The letter was written by Jodie Arrington (Republican-Texas), Lloyd Doggett (Democrat-Texas), Michael Burgess (Republican-Texas), Anne McClain Kuster (Democrat-New Hampshire) and Darrell Issa (Republican-California). sent by a member of the House of Representatives. They specifically expressed concern about the “patent chunky” practice, citing examples of his two separate patents granted to rheumatoid arthritis biologics by the same company, although the differences in the claims were seemingly minor. It was something. The letter cites for this reference a video titled “Patent Reform Case Study” featuring Fresenius Kabi’s Senior Vice President and Head of Legal and Intellectual Property Biosimilars.

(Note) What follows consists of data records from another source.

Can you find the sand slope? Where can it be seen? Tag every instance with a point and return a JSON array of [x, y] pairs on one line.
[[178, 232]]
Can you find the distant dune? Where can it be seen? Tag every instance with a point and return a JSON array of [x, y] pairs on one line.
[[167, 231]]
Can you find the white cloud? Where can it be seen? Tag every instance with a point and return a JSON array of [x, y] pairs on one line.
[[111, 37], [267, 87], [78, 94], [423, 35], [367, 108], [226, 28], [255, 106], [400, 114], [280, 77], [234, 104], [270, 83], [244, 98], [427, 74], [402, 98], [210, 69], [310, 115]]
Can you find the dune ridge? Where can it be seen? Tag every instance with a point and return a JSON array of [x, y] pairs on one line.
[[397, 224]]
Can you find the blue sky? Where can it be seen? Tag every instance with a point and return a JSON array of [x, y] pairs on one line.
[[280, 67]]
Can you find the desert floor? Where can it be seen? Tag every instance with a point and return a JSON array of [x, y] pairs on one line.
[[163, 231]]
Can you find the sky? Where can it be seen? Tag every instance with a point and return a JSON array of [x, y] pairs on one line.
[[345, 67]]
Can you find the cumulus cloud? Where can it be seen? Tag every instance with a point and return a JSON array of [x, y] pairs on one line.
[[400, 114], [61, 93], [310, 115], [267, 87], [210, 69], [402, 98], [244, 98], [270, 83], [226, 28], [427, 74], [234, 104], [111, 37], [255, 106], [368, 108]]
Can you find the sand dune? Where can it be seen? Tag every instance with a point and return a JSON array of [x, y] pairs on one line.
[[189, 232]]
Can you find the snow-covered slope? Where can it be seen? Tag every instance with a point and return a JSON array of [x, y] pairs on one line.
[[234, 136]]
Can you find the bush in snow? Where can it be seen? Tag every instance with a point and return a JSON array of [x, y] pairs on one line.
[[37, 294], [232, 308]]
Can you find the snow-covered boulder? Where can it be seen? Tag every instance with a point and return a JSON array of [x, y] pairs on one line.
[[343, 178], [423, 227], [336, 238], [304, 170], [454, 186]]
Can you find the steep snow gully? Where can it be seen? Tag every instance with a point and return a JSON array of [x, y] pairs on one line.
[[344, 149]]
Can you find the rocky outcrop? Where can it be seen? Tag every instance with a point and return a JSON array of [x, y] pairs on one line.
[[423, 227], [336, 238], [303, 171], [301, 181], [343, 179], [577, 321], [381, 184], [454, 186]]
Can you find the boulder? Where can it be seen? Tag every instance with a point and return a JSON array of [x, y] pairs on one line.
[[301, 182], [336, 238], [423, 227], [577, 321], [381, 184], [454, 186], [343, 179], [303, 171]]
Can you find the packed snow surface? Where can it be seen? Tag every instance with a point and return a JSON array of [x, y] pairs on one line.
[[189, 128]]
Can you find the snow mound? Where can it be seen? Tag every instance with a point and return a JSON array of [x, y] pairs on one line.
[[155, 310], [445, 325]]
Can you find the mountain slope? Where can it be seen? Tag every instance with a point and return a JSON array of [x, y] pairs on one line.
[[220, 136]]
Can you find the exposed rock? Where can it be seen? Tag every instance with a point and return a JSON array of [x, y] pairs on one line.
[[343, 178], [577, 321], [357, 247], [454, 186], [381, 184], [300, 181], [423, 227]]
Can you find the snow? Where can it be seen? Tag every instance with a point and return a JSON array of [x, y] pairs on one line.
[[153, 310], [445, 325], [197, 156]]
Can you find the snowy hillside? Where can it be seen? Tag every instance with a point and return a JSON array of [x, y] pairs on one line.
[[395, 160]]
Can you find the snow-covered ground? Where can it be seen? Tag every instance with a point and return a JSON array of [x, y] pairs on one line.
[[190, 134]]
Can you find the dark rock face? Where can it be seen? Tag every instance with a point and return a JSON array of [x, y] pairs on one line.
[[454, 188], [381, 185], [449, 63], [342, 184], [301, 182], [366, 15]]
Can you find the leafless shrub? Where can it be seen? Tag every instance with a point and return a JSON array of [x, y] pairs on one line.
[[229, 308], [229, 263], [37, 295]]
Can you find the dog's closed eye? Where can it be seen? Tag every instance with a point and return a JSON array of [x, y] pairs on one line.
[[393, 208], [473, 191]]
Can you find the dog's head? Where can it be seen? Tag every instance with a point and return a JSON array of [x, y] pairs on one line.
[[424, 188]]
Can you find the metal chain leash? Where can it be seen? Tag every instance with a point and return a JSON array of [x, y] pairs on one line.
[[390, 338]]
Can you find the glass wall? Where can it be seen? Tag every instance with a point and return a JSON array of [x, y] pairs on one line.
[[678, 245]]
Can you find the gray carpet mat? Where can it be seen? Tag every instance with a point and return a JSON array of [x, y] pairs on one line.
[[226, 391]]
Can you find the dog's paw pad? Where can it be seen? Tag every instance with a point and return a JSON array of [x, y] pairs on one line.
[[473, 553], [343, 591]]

The October RFC included questions about a number of initiatives the USPTO is considering or already working on. Notify other agencies and remind patent applicants of their disclosure obligations and the consequences of failing to disclose required information at the USPTO. 2) introducing more examination time into the examination system, providing more training and resources to the examiner, enhancing communication between the examiner and her PTAB, and “continuing applications for large families and/or Apply scrutiny through the use of declarative evidence to overcome rejections.” between the United States and other countries to investigate whether changes need to be made to minimize the effects of obviousness-type double patenting practices and to identify ways to strengthen the U.S. system. comparatively analyzes the prosecution and issuance of pharmaceutical patents and bio-patents. 3) Consider ways to improve the PTAB process, including conducting additional scrutiny when large families of continuation patents are involved when deciding whether to initiate AIA proceedings.

Members of Congress have urged Vidal to adopt a policy that would require “brand manufacturers seeking multiple patents for the same drug to recognize that the claims denied due to double patenting are patentably indistinguishable.” In particular, it encouraged consideration and allowed courts to consider an invalidation decision against a single patent as evidence. against others.

“Too often, the brilliant innovation of big pharma is to create new and manipulative ways to maintain monopoly power and charge monopoly prices,” Doggett said in a joint press release on the letter this week. “To avoid prices that are inaccessible to patients and to promote a healthy free market, the patent office needs to ensure that generic competitors are not forced to challenge these overlapping patents. If one patent is deemed worthless, the related duplicate patents will be removed as well.This modest reform will ensure timely entry of generics, reduce patient prices and reduce tax burden. It helps us realize significant savings for our customers.”

Issa added: However, the system must represent a commitment to fundamental fairness, and if that is threatened or thwarted, the USPTO will sanction all true patent owners and future inventors. , is obliged to course-correct with inspiration to advance our collective knowledge. Now is the time for reform.”

The USPTO has twice pushed back the October RFC submission deadline. The Office ultimately received a total of 294 comments and 227 were posted.